Even restricting ourselves to scientific, engineering, and mathematical users, as Star-P does today, there are many types of applications exhibiting many types of parallelism. The last 30+ years have seen many academic and industrial projects that created programming constructs for parallel processing. (Prominent examples being MPI, OpenMP, Unified Parallel C (UPC), Co-Array Fortran (CAF), and DCT.) Star-P cannot hope to incorporate all of these any time soon, but we clearly have to support common types of parallelism or Star-P won’t be very useful. This series of posts will describe the types of parallelism we support today (and some uses of those that may not be obvious), and important types of parallelism we don’t support now that we want to support soon.
Task parallelism (sometimes known as control parallelism) is probably the most general type of parallelism, in that all of the cooperating processes can be doing anything, with no expectation of coordination or homogeneity; i.e., one thread can control your toaster while another thread calculates your bank balance.

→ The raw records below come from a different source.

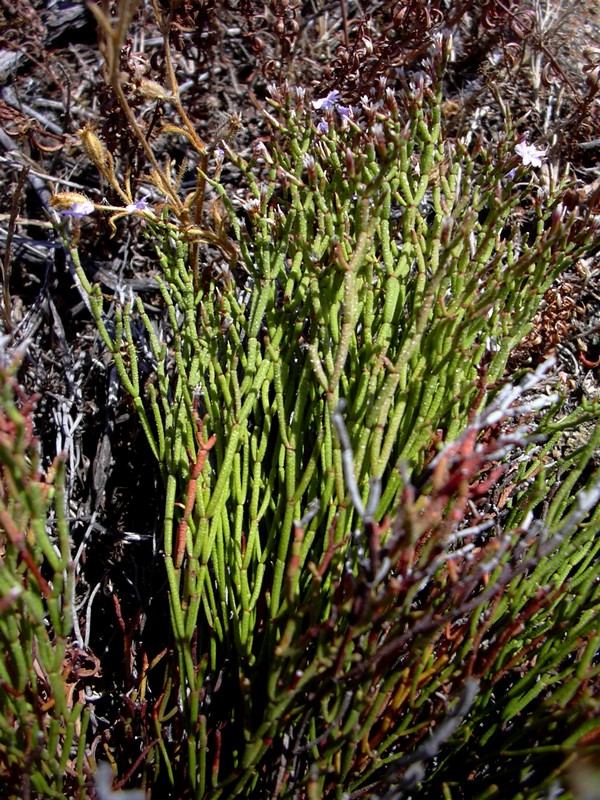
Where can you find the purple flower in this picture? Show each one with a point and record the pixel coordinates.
(328, 103)
(529, 154)
(140, 205)
(78, 209)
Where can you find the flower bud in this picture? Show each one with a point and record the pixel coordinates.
(94, 149)
(72, 204)
(153, 90)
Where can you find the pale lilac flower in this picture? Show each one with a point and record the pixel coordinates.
(529, 154)
(78, 209)
(140, 205)
(344, 111)
(328, 103)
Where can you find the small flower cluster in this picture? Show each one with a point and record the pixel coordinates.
(77, 206)
(529, 154)
(329, 104)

We’ll come back to task parallelism in future postings.
Data parallelism is a special case of task parallelism, where the threads are not only executing the same operation at an instant, they’re also doing it cooperatively on portions of the same array(s). A simple example of data parallelism is scaling the values in an array by a scalar. For an array a and a scalar b, this could be expressed in Star-P’s MATLAB client as
c = a * b;
Many problems that depend on linear algebra for their solution wind up being readily expressed in this style, as do many FFT problems. Note that with this definition, the operation doesn’t have to be just element-wise; it could involve communication among the processors.
A common example is the sum operator, which adds together the elements in one dimension of an array, and whose result is one dimension smaller than the input. In the case of a sum in a distributed dimension of an array, that involves communication among the processors that own any elements of the array. All of the Star-P versions of data-parallel operators do the necessary communication implicitly, relieving the user of the burden of thinking of that level of detail.

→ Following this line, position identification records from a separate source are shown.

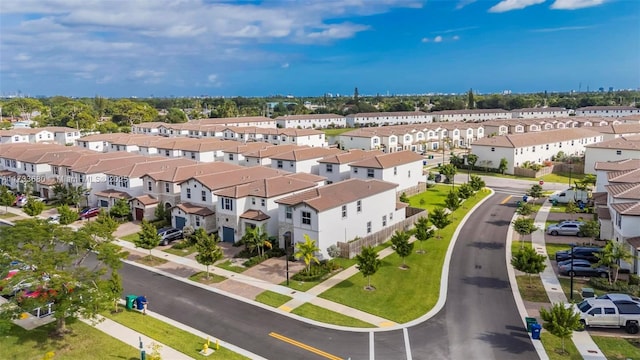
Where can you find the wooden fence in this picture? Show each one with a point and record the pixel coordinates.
(352, 248)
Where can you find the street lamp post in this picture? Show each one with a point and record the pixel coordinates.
(571, 274)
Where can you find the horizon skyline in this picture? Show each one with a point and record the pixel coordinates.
(262, 49)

These concepts allow lots of common MATLAB code constructs to run unchanged, once the initial matrices or arrays are defined as distributed. You might find it useful if your problem size has outgrown your desktop, say if you’re doing finite-element analysis and you wind up solving a matrix that’s grown very big. An example we frequently use is finding the eigenvector of a matrix, in this case a random matrix.
n = 10000*p; % explicitly parallel with *p
A = rand(n, n); % implicitly parallel from here
x = rand(n, 1);
y = zeros(size(x));
while norm(x-y) / norm(x) > 1e-11
y = x;
x = A*x;
x = x / norm(x);
end;
In this example, the dimension n is multiplied by the symbolic variable p (hence “*p” or “Star-P”), denoting distribution across processors of the parallel server. The following lines, creating input arrays and doing linear algebra with them, could operate on either local or distributed data. A and x wind up being distributed because they’re based on n, which has the distributed attribute. y winds up distributed because the size function on the distributed array x returns the size with the distributed attribute (inherited from n). As A, x, and y are distributed, the rand, zeros, /, and * functions operate on the distributed data and create distributed objects (new versions of x and y) as output.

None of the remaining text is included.